Knowledge Stack extends the conversion engine with a postprocessor that infers and corrects heading hierarchy, preserving your document’s structure.

How Headings Are Detected

The postprocessor uses three strategies, applied in priority order:

1. PDF Bookmarks / Table of Contents

If the PDF has a table of contents or bookmark tree embedded in its metadata, the postprocessor extracts this structure and maps it to the parsed headings. This is the most reliable source of heading hierarchy.

2. Numbering Patterns

When bookmarks are unavailable, the postprocessor detects hierarchical numbering in heading text:
  • Decimal numbering: 1, 1.1, 1.2, 1.2.1
  • Roman numerals: I, II, III
  • Lettered outlines: A, B, C
The nesting level is inferred from the numbering depth.

3. Font Styling

As a fallback when numbering is also absent, the postprocessor clusters headings by font size and weight (bold/italic). Larger, bolder text is assigned higher heading levels. This uses statistical clustering to find natural groupings in the document’s typography.
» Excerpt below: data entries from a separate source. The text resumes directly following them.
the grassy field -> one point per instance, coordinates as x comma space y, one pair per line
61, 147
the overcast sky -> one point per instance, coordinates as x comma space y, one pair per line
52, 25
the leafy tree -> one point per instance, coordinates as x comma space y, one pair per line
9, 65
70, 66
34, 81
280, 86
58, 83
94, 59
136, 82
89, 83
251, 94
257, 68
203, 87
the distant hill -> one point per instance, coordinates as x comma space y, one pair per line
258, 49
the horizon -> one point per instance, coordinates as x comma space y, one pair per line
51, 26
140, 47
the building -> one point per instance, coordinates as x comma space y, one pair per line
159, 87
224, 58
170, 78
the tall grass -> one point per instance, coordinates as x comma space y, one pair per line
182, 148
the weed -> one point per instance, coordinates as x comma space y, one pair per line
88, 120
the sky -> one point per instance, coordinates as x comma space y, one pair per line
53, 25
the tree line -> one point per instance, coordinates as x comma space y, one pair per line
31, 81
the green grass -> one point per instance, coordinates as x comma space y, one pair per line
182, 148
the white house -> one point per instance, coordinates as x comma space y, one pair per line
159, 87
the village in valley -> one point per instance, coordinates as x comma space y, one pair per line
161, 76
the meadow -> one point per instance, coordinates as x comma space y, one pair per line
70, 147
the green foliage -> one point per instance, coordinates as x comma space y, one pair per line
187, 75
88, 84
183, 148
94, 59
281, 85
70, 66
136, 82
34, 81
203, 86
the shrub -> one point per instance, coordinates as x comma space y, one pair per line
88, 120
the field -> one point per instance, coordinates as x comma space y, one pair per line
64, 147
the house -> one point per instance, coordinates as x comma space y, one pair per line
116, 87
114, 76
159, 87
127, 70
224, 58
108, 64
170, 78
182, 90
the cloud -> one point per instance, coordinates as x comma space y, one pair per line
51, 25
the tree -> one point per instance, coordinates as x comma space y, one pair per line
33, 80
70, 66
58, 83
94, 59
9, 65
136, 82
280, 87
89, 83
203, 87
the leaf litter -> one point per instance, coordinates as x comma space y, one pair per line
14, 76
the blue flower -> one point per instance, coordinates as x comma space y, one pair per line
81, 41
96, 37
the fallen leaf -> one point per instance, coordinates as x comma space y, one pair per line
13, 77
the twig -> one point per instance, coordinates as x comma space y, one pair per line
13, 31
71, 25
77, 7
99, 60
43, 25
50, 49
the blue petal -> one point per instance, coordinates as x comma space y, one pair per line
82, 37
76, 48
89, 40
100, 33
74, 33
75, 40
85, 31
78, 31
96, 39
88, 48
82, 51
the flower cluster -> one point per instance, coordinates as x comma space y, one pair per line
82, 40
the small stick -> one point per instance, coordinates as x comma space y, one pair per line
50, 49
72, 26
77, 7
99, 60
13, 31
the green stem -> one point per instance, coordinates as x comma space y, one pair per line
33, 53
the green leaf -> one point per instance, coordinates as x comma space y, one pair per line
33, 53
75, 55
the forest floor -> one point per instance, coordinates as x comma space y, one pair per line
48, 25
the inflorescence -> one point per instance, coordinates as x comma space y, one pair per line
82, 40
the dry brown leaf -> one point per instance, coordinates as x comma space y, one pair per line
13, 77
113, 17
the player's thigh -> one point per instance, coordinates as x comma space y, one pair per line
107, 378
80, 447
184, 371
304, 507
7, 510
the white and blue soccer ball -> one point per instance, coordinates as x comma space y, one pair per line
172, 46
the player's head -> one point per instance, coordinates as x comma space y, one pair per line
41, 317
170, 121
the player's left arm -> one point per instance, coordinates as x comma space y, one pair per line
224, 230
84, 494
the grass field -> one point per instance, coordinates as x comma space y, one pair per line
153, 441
What This Means for Your Documents

The heading hierarchy directly affects how your documents are chunked and organized:
  • Better section structure: Chunks are organized under the correct heading hierarchy, making navigation intuitive
  • Improved search: Section context (e.g., “Chapter 3 > Methods > Data Collection”) is included in embeddings, helping the AI understand where content lives
  • Accurate breadcrumbs: When the agent cites content, the citation path reflects the real document structure

Format Compatibility

FormatHierarchy Support
PDF with bookmarksBest — uses the embedded table of contents
PDF with numbered headingsGood — infers from numbering patterns
PDF with styled headingsGood — infers from font size and weight
Scanned PDFsLimited — depends on OCR correctly identifying headings; only numbering patterns and bookmarks are usable (font styling data is unavailable)
DOCX, PPTXNot needed — these formats natively preserve heading levels

Limitations

  • Scanned PDFs have limited font styling data, so hierarchy inference relies on numbering patterns and bookmarks only.
  • Non-PDF formats (DOCX, PPTX, HTML, etc.) skip this postprocessing entirely because they typically preserve heading levels natively.